Figure 7.

Model for the transcriptional regulation of ST14 and SPINT1 genes in intestinal cells. In RKO cells, which have low levels of CDX2, the ST14 promoter is active and can be stimulated by overexpression of CDX2. However, the enhancer is inactive in RKO cells, probably due to low levels of CDX2 and/or lack of additional co-factors. In Caco-2 cells, which have high levels of CDX2, both the ST14 promoter and enhancer are active. In LS174T (+Dox) cells, re-activation of CDX2 expression (a) leads to stimulation of ST14 gene expression, probably due to increased CDX2-dependent promoter and enhancer activity at the endogenously level. However, in transfection experiments CDX2 has an inhibitory regulatory activity on ST14 reporter constructs in LS174T cells. At the SPINT1 gene, both the promoter and enhancer are active in Caco-2 and RKO cells, and the promoter activity is not affected by CDX2 overexpression in RKO cells.
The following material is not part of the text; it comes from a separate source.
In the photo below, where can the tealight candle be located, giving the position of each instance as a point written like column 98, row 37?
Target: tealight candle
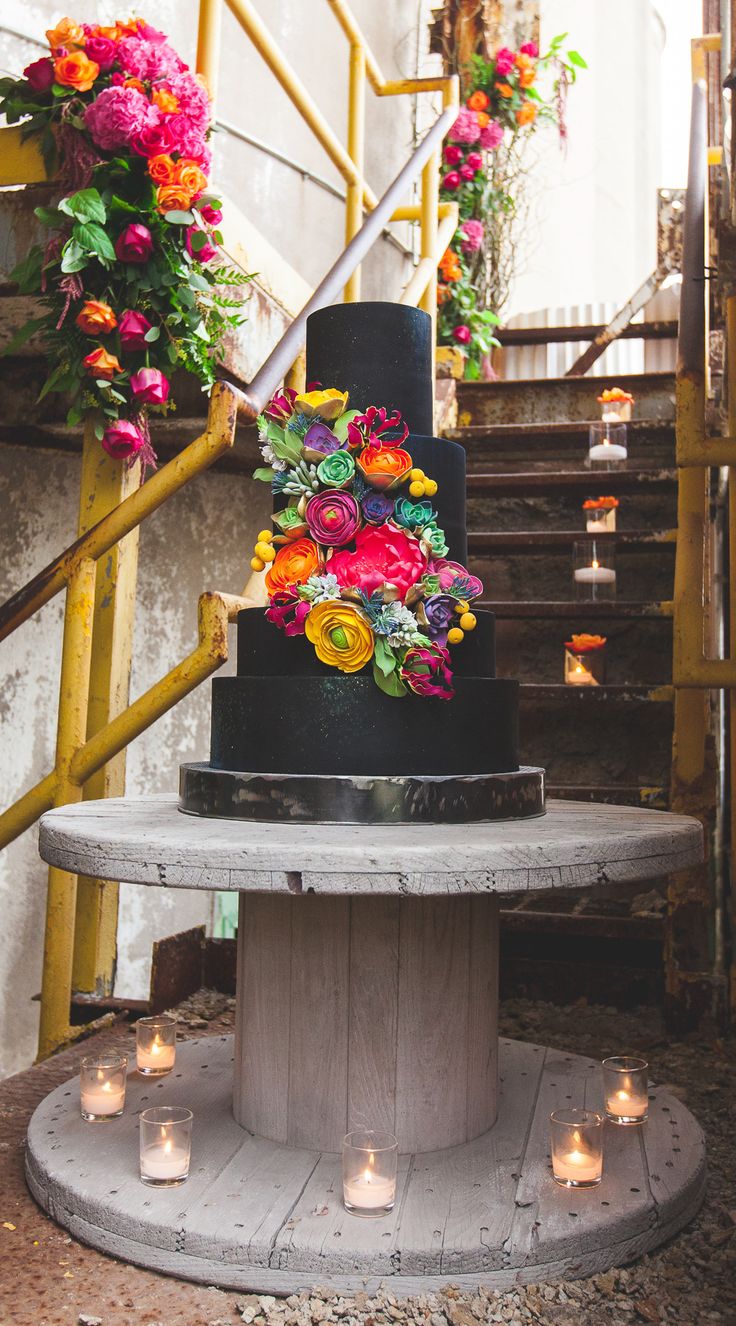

However, the enhancer activity is reduced in RKO cells which overexpress CDX2, suggesting an inhibitory effect of CDX2 at the SPINT1 enhancer. Similarly, re-activation of CDX2 expression in LS174T (+Dox) cells (b) leads to inhibition of SPINT1 gene expression, probably due to CDX2-mediated repression at the enhancer. SPINT1 reporter experiments in LS174T cells confirm that CDX2 acts as an inhibitor at the enhancer site but also in the promoter region. Open circles indicate transcription factors. Prom, promoter; TSS, transcription start site; Enh, enhancer.